O evangelho que não se parece com Cristo


Vladimir Chaves


É impossível olhar para o cenário atual e não sentir um misto de indignação e dor diante da crescente multidão de cristãos que se afastam das igrejas, engrossando as fileiras dos chamados “desigrejados”. Não se trata, em sua maioria, de pessoas que abandonaram a fé em Cristo, mas de irmãos e irmãs feridos por líderes que transformaram o púlpito, que deveria ser lugar de vida e esperança, em instrumento de orgulho, vaidade e até mesmo violência espiritual.

O que vemos é o cumprimento das palavras de Jesus: “Ai de vós, escribas e fariseus, hipócritas! Pois atam fardos pesados e difíceis de suportar e os põem aos ombros dos homens; eles, porém, nem com o dedo querem movê-los” (Mateus 23:4). Muitos líderes exigem dos fiéis um peso que eles mesmos não suportam, pregam aquilo que não vivem, e ferem em nome de um evangelho que não se parece com o de Cristo.

Quantos têm sido esmagados não pelo mundo, mas pela própria comunidade que deveria acolhê-los? Quantos foram julgados, expostos e humilhados por aqueles que deveriam estender a mão? Paulo advertiu: “Porque o reino de Deus não consiste em palavras, mas em poder” (1 Coríntios 4:20). Contudo, o que se vê é uma avalanche de discursos inflamados, mas sem vida, sem unção, sem exemplo.

Mais grave ainda é quando a Palavra de Deus é manipulada para servir a interesses pessoais. Textos são arrancados do contexto e transformados em armas, não em pão que alimenta. Pedro já havia advertido sobre isso: “Assim como houve entre o povo falsos profetas, também haverá entre vós falsos mestres, que introduzirão encobertamente heresias destruidoras” (2 Pedro 2:1). Não é à toa que muitos, confusos e feridos, escolhem se afastar do convívio congregacional, não de Cristo, mas das estruturas que se corromperam.

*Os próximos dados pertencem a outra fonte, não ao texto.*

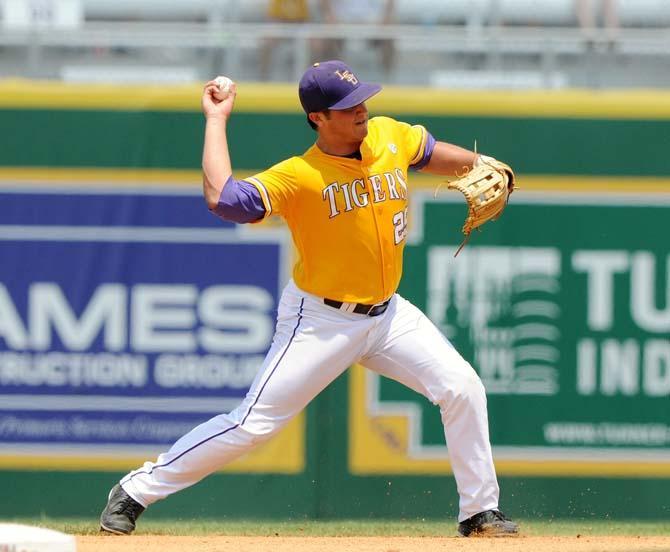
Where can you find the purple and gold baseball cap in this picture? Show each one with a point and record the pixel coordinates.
(333, 85)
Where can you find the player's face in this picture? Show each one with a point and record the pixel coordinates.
(350, 125)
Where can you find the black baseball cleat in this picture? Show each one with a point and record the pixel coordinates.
(121, 512)
(492, 523)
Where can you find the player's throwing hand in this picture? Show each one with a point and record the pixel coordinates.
(212, 106)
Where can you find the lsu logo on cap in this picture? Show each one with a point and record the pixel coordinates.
(347, 76)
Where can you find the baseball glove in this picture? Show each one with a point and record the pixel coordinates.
(486, 188)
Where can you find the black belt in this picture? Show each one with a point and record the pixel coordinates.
(360, 308)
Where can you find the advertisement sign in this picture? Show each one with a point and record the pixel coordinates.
(563, 308)
(126, 319)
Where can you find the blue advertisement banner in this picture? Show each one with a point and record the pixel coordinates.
(127, 318)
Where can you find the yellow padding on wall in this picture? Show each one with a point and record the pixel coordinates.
(283, 98)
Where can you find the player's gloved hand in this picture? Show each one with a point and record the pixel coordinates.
(486, 188)
(485, 160)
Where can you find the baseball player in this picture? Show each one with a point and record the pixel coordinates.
(345, 202)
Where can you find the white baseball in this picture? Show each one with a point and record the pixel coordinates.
(224, 84)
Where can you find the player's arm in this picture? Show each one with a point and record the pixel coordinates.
(216, 166)
(229, 199)
(449, 160)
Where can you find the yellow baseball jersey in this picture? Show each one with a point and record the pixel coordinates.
(348, 217)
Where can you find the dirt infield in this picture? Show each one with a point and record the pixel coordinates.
(148, 543)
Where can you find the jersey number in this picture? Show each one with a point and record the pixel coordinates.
(400, 224)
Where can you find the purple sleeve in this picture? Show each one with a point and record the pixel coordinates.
(239, 202)
(427, 153)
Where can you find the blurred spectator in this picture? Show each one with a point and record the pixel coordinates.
(359, 11)
(281, 11)
(590, 13)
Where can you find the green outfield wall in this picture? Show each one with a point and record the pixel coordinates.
(563, 305)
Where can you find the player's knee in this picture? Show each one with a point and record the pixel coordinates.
(256, 433)
(466, 388)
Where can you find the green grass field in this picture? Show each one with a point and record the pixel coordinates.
(353, 527)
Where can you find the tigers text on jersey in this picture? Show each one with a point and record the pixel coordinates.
(348, 217)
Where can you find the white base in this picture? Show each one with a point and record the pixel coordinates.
(25, 538)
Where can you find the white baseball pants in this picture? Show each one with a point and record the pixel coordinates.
(313, 344)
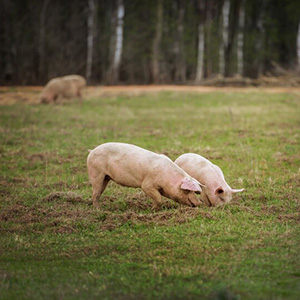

Diante disso, não podemos ter espírito de covardia. A igreja foi chamada para ser lugar de cura, não de opressão. Foi chamada para ser família, não tribunal. O amor, que é o maior mandamento, tem sido substituído por soberba, crítica e exclusão. Mas o apóstolo João nos lembra: “Quem não ama não conhece a Deus, porque Deus é amor” (1 João 4:8). Se a liderança não expressa esse amor, está desconectada da essência do Evangelho.

O que me aperta o coração é perceber que, para muitos, isso já virou regra, quase uma cultura: pastores que julgam, líderes que apontam dedos, ministérios que se sustentam mais na cobrança do que no exemplo. Mas o exemplo de Cristo foi o contrário: Ele lavou os pés dos discípulos (João 13:14-15), Ele acolheu a mulher adúltera (João 8:11), Ele perdoou quem o traía e o negava. Onde está esse modelo hoje?

A pergunta que fica é: quem vai se levantar para viver o Evangelho em sua pureza? Quem vai abrir mão da vaidade e do poder para pastorear como o Bom Pastor, que deu a vida pelas ovelhas (João 10:11)? Porque o que vemos é gente matando espiritualmente aqueles que deveriam ser cuidados.

A igreja de Cristo não morrerá, disso temos certeza, mas é urgente denunciar os falsos caminhos que têm levado muitos ao cansaço e à dispersão. O chamado não é para abandonar a fé, mas para clamar por uma reforma de coração, para que voltemos ao simples e poderoso Evangelho da cruz: amor, entrega, serviço e verdade.

“Mas vós não fareis assim; pelo contrário, o maior entre vós seja como o menor; e quem governa seja como quem serve” (Lucas 22:26). Até que a igreja volte a entender isso, continuará havendo multidões de crentes feridos do lado de fora dos templos.